Quando um pastor relaciona a teologia com a vida dos membros, quando conecta a doutrina ao dever, a congregação irá assimilar mais facilmente a importância e o significado do ensino. Assim como o escritor de Hebreus relacionou a humanidade de Cristo à sua fidelidade como sumo sacerdote que compartilha de nossas fraquezas, o pastor sábio sempre mostrará as implicações práticas da doutrina. A crença sempre conduz à ação. A fé inevitavelmente leva às obras. A pregação doutrinária requer aplicação no mundo real.
Mais do que isso, um pastor deve torná-la pessoal em relação a Cristo. Em última análise, todas as doutrinas verdadeiras encontram sua expressão na pessoa e na obra de Jesus. Quando um pastor mostra como uma doutrina se relaciona com Cristo e como uma compreensão adequada disso nos leva a segui-lo, a doutrina ganha vida.
Faça de maneira proporcional
Pastores podem cometer o erro de pregar sobre aquilo que mais amam na teologia em detrimento de outras partes vitais da revelação de Deus. Pode se encontrar muitos textos nas Escrituras a respeito da justiça social, por exemplo, mas pregar apenas sobre esses textos, sem equilibrar com a justificação, a oração ou o evangelismo. Isso fará com que uma igreja mergulhe perigosamente num evangelho social, que meramente faz do mundo um lugar melhor para ir para o inferno (e, claro, o contrário também pode ocorrer.).
A pregação expositiva, que compreende sistematicamente todos os livros de ambos os testamentos, de múltiplos gêneros e com um equilíbrio entre a lei e a graça, é a melhor dieta para uma congregação. Séries expositivas entre seções primordiais das Escrituras auxiliam tanto o pastor quanto a congregação a obterem uma compreensão estratégica mais ampla das Escrituras. Não se pode apreciar o todo sem o conhecimento das partes, mas o inverso é igualmente verdadeiro.

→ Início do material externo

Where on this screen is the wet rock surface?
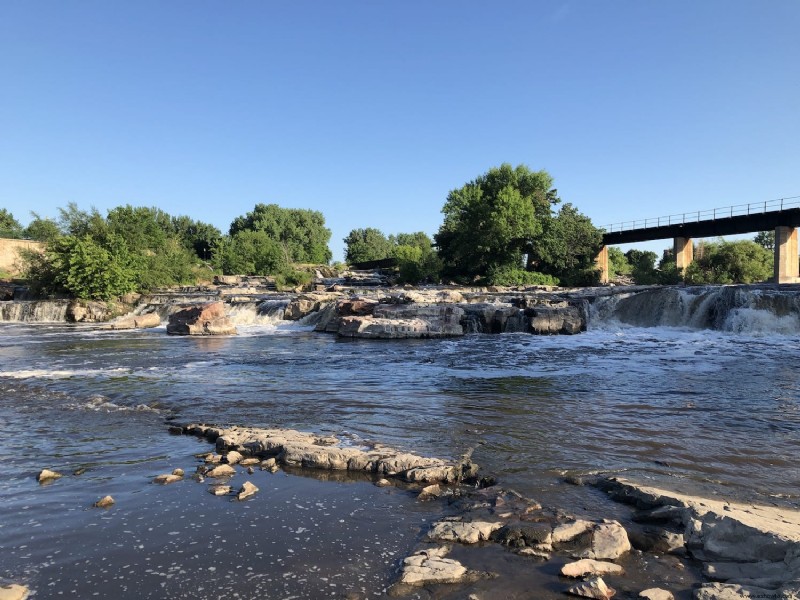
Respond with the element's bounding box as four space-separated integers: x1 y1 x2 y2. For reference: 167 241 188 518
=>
167 302 236 335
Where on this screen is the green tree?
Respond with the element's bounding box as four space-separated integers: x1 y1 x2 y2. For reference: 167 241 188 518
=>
230 204 332 264
344 227 394 263
625 249 656 285
434 164 558 280
532 203 603 285
0 208 22 238
213 229 289 275
608 246 632 279
753 230 775 252
25 212 61 242
684 240 773 284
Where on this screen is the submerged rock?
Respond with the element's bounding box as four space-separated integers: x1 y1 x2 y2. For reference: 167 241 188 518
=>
236 481 258 500
567 577 617 600
0 583 30 600
104 313 161 330
561 558 625 577
167 302 236 335
206 465 236 477
428 521 503 544
639 588 675 600
92 496 114 508
36 469 63 483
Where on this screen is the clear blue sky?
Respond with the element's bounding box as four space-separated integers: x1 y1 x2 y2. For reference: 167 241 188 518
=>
0 0 800 259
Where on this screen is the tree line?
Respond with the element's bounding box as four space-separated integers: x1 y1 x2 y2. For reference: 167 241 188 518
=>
0 164 784 300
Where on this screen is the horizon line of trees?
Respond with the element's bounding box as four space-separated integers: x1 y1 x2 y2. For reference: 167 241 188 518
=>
0 163 788 300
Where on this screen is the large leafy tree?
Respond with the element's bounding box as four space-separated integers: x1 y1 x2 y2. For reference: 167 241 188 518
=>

Algumas igrejas se concentram em doutrinas específicas em detrimento de outras. Igrejas e ministérios se definem por sua reverência a estas coisas, tendendo a ignorar temas mais difundidos e movimentos teológicos ao longo das Escrituras. Pode ser o lava-pés, a estética feminina, missões ou outras questões. A melhor pregação doutrinária se recusa a enfatizar somente áreas preferidas, e trata da grande amplitude da narrativa da Palavra de Deus.
Faça com amor
Nada deveria ser mais evidente, mas 1 Coríntios 13 se aplica a pregadores também. Sem amor, as doutrinas não importam. O pastor cujo conhecimento lhe subiu à cabeça e não saturou seu coração, se verá sem uma igreja, ou pior, com uma igreja arrogante e um evangelho distorcido.
Já tive conversas difíceis sobre doutrinas com membros de minha igreja que não concordam comigo em certas questões. Se eu recordasse a eles que tenho um Ph.D. em Novo Testamento, que conheço as línguas bíblicas, que sou professor de seminário há 20 anos, e estou no ministério há quase 40 anos, eles não ficariam impressionados nem tampouco tocados; e nem deveriam.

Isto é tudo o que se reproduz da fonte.